Grace Furlong has wasted no time since arriving to George Mason University from Ireland to make important connections that contribute to her studies and her future career.
The Schar School Master of Public Administration student is an intern at the U.S.-Ireland Alliance, the Washington, D.C.- and Dublin-based nonprofit that develops strategic relationships between the two nations. On the heels of that, after “probably being very annoying to a lot of different people,” as she playfully puts it, this fall she landed an internship at the U.S.-Ireland Partnership for Growth, a Washington-based nonprofit that promotes business and economic opportunities.
As if working at two internships at two international organizations is not enough—in addition to throwing herself into her MPA studies—Furlong is also a scholar-athlete, which is what brought her to Mason in the first place. Furlong competes in the triple jump for the Mason NCAA women’s track and field team, training six days a week during the indoor and outdoor track seasons.
International graduate student-athletes are rare, said Anthony Mihalich, assistant coach of Mason’s Track and Field and Cross Country Programs. “We have a few, but it’s not very many,” he said. (She may be the only Schar School student that matches that description.)
It was Mihalich who discovered Furlong and recruited her to come to Mason. “I keep an eye on who’s doing what overseas,” he said. “I’m familiar with the Irish athletics system and look to see what people have done, who might help us, and who is interested in coming to the U.S. Grace was right in the middle of that Venn Diagram of fabulous athletes.”
Furlong, a native of Waterford, was named to the 11-member A-10 All-Academic team in March on the strength of her 3.89 GPA and her gold medal in the indoor conference championship (with a jump of 12.44 meters), and in May, one of three Mason athletes on the team to do so.
Furlong came to the U.S. after completing her undergraduate degree at the University College Cork and a master of science degree in public policy at Dublin City University. Mason, she says, compares well to the schools at home, but the athletics program is outstanding, she said.

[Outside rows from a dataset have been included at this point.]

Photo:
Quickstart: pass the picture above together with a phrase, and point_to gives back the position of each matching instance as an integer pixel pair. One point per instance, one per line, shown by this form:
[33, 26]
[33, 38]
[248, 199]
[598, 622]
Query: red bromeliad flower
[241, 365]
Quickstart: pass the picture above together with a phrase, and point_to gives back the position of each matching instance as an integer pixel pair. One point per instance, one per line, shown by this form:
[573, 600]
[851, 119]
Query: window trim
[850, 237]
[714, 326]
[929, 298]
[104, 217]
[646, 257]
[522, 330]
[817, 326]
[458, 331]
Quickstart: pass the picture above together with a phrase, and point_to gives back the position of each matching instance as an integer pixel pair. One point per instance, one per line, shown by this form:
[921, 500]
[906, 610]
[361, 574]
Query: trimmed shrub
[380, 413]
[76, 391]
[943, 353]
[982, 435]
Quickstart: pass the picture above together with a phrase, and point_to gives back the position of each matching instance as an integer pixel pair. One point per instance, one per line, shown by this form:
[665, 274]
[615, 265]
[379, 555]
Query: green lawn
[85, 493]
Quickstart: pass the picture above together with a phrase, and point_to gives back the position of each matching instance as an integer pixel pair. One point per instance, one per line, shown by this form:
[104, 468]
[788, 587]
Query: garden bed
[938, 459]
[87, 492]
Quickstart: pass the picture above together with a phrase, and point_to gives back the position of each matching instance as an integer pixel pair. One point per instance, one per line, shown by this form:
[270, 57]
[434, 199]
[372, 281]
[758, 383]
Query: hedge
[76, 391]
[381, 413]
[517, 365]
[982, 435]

“Mason is massive and amazing but the way they fund sports, the way they support athletes here—you just don’t get that in Europe. It’s phenomenal,” she said. “I used to have to pay to use my track back home, but not here, and the track here is amazing. They really take care of you.”

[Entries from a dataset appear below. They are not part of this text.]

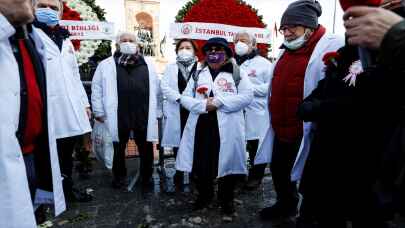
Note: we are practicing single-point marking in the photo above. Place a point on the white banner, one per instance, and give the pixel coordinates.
(205, 31)
(89, 30)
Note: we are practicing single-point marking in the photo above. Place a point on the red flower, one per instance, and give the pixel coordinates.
(76, 44)
(349, 3)
(202, 90)
(69, 14)
(331, 58)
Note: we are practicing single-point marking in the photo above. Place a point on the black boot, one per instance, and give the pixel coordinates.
(279, 210)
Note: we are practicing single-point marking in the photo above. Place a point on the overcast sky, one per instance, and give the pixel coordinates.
(270, 9)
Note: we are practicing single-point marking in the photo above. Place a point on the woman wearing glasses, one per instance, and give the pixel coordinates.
(213, 143)
(173, 84)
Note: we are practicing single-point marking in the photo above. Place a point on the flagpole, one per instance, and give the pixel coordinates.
(334, 17)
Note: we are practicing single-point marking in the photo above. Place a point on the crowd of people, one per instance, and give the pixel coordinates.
(327, 115)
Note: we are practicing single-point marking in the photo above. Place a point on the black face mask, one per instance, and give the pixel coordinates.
(400, 10)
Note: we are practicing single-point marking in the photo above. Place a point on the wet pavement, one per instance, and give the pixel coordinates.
(162, 205)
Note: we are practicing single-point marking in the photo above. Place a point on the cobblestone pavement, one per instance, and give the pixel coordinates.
(152, 207)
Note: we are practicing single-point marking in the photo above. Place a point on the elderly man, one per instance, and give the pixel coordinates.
(124, 97)
(256, 114)
(305, 43)
(72, 112)
(371, 151)
(29, 168)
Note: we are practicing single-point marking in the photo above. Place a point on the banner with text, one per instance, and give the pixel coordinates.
(89, 30)
(205, 31)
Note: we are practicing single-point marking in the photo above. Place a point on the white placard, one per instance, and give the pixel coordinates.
(205, 31)
(89, 30)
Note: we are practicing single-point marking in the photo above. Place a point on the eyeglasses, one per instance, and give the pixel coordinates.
(291, 29)
(52, 7)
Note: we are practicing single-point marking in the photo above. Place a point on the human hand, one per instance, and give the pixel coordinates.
(367, 26)
(210, 105)
(88, 112)
(100, 119)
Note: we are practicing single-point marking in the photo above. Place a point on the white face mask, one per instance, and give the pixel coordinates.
(241, 48)
(185, 54)
(295, 44)
(128, 48)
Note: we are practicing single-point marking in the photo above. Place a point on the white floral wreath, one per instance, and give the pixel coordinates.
(87, 47)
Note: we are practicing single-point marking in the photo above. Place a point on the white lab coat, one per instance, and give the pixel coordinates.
(104, 98)
(231, 122)
(256, 114)
(16, 210)
(314, 73)
(171, 108)
(70, 106)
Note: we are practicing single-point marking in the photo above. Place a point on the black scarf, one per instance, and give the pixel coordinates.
(128, 61)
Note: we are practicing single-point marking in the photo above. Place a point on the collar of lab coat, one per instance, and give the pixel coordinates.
(6, 29)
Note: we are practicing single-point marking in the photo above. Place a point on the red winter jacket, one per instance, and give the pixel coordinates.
(288, 89)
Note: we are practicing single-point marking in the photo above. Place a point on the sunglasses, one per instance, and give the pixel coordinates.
(291, 29)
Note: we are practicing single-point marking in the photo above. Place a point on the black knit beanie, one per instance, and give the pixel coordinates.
(302, 12)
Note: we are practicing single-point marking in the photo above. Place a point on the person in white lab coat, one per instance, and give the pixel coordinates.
(72, 111)
(124, 97)
(29, 167)
(256, 114)
(173, 83)
(295, 74)
(213, 143)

How does she manage to budget her time, given her studies, her dual internships, and her stellar athletic career?
“Sometimes I don’t,” she said with a laugh. “The schooling here at George Mason makes it really accessible—especially as an international student—because coming to understand the whole American system when you’ve not been brought up on it is overwhelming.
“But the lectures have been great, the coursework is very accessible, very understandable…Mason just complimented everything I was interested in—the coaches, the closeness to Washington, D.C., and to go into a master’s program and study something I was really passionate about.”
As for the internships, “I just do what I can fit in,” she said, adding that what she is learning is vital to a future career “in the nonprofit sector, lobbying, creating policy, things like that. I’m really open.”
When asked for athletic career highlights, Furlong hesitates and drops her voice. “I was so lucky,” she said modestly. “From about age 16, I won every national title from that year on in Ireland.”
All of Ireland?
“All of Ireland,” she quietly confirmed.